A River in Darkness: One Man’s Escape from North Korea
by Masaji Ishikawa, Risa Kobayashi (Translator), Martin Brown (Translator)
Publication date: January 1st 2018
Publisher: AmazonCrossing (first published 2000)
Pages: 174
Summary:
The harrowing true story of one man’s life in—and subsequent escape from—North Korea, one of the world’s most brutal totalitarian regimes.
Half-Korean, half-Japanese, Masaji Ishikawa has spent his whole life feeling like a man without a country. This feeling only deepened when his family moved from Japan to North Korea when Ishikawa was just thirteen years old, and unwittingly became members of the lowest social caste. His father, himself a Korean national, was lured to the new Communist country by promises of abundant work, education for his children, and a higher station in society. But the reality of their new life was far from utopian.
In this memoir translated from the original Japanese, Ishikawa candidly recounts his tumultuous upbringing and the brutal thirty-six years he spent living under a crushing totalitarian regime, as well as the challenges he faced repatriating to Japan after barely escaping North Korea with his life. A River in Darkness is not only a shocking portrait of life inside the country but a testament to the dignity—and indomitable nature—of the human spirit
Source: Goodreads
Thoughts:
“A River in Darkness” is a powerful memoir about a family man escaping from starvation and suffering in North Korea. I read Yeonmi Park’s memoir ‘In Order to Live’ several years ago and it was a real eye opener for me. I didn’t really have any proper knowledge of the situation in North Korea until reading that book and this one has helped me understand even more.
Differently from Park’s memoir, in the opening pages of this book Ishikawa is a young boy and his family are actually living in Japan. Half-Korean and half-Japanese, his family moved from Japan to North Korea when he was thirteen, promised a luxurious, stable life in a paradise country.
I was fascinated by this story and the history behind it. At the end of the Second World War, 2.4 million Koreans were left living in Japan, having been brought over to work during the war effort. Once the war was over, many of these people were poor and uneducated with no real future ahead of them. North Korea was promising a better life, education, money and good jobs for all.
“Korean people were at the bottom of the pile, and circumstances that had merely been difficult soon became dire for many families. Meanwhile, in North Korea, Kim Il-sung proclaimed he was building a socilaist uptopia.”

Masaji Ishikawa and his family were just one of many to make the journey back to North Korea and seventy thousand people did exactly the same. Sadly, the reality they faced when they arrived couldn’t have been further from the propaganda they were enticed by and the family suffered in more ways than one.
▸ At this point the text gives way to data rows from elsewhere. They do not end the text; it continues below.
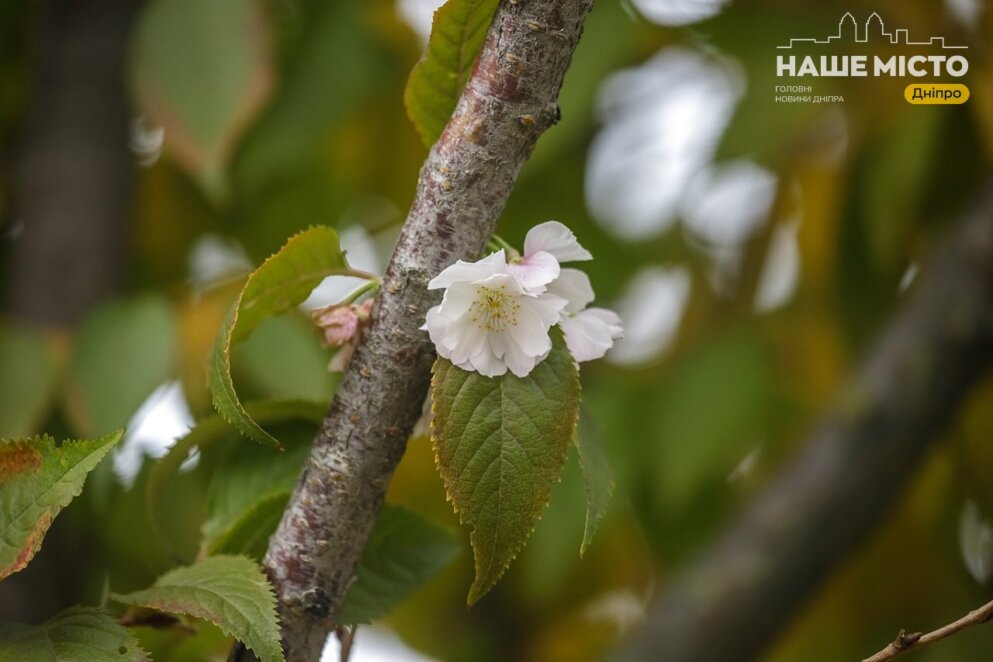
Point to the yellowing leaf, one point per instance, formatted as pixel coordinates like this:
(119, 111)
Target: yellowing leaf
(435, 84)
(38, 480)
(500, 444)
“If you went there . . there are jobs galore! Think of it! You’ll get to send your kids to university.
I wouldn’t say that I enjoyed this story as what the family went through was and is terrible and I’m not sure that a single positive thing happened in the 36 years the author lived in North Korea. Instead this is an important education for people like me, who don’t really think about the lives of people in this and similar situations. Can you even imagine being so hungry that you had to eat weeds that foraged from the mountain? Or being told that you can’t follow your dreams because the nation has decided you aren’t worthy? I certainly can’t.
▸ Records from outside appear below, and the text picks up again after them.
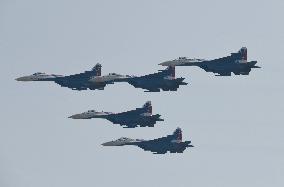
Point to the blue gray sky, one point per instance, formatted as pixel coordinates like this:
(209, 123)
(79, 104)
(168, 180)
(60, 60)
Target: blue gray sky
(235, 123)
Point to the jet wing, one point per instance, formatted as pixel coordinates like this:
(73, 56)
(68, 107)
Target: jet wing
(136, 111)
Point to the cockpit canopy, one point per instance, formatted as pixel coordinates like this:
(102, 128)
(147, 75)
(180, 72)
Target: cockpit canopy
(113, 74)
(39, 73)
(90, 111)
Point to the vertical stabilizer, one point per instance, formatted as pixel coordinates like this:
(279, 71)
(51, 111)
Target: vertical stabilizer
(148, 107)
(178, 135)
(243, 52)
(98, 69)
(172, 71)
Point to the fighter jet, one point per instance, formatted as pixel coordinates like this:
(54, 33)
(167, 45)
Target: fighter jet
(139, 117)
(172, 143)
(235, 63)
(164, 79)
(87, 80)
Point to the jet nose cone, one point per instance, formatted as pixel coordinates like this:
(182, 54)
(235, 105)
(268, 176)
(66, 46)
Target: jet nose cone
(21, 79)
(166, 63)
(76, 116)
(106, 144)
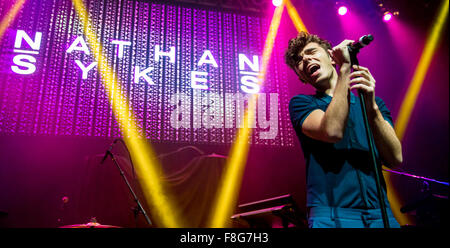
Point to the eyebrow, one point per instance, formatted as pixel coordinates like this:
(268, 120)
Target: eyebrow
(309, 50)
While the story was well told I felt that the writing wasn’t great. That said, this is hardly surprising given the life Ishikawa has had, and I wonder if some of this falls with the translation too. And though I don’t wish to compare the two too much, I also found that I couldn’t connect with this story as much as I could with Park’s memoir. I think this is simply because Park is a young woman rather than a middle aged man, but obviously the author is not at fault for this!
Overall rating: Despite being short in length, “A River in Darkness” is a really heavy and difficult read. This is an educational story of one man’s journey to and from North Korea, following propaganda offering paradise when they arrived. If you’re not up to speed with this aspect of history and (even more sadly) the current political climate, I’d recommend picking this up.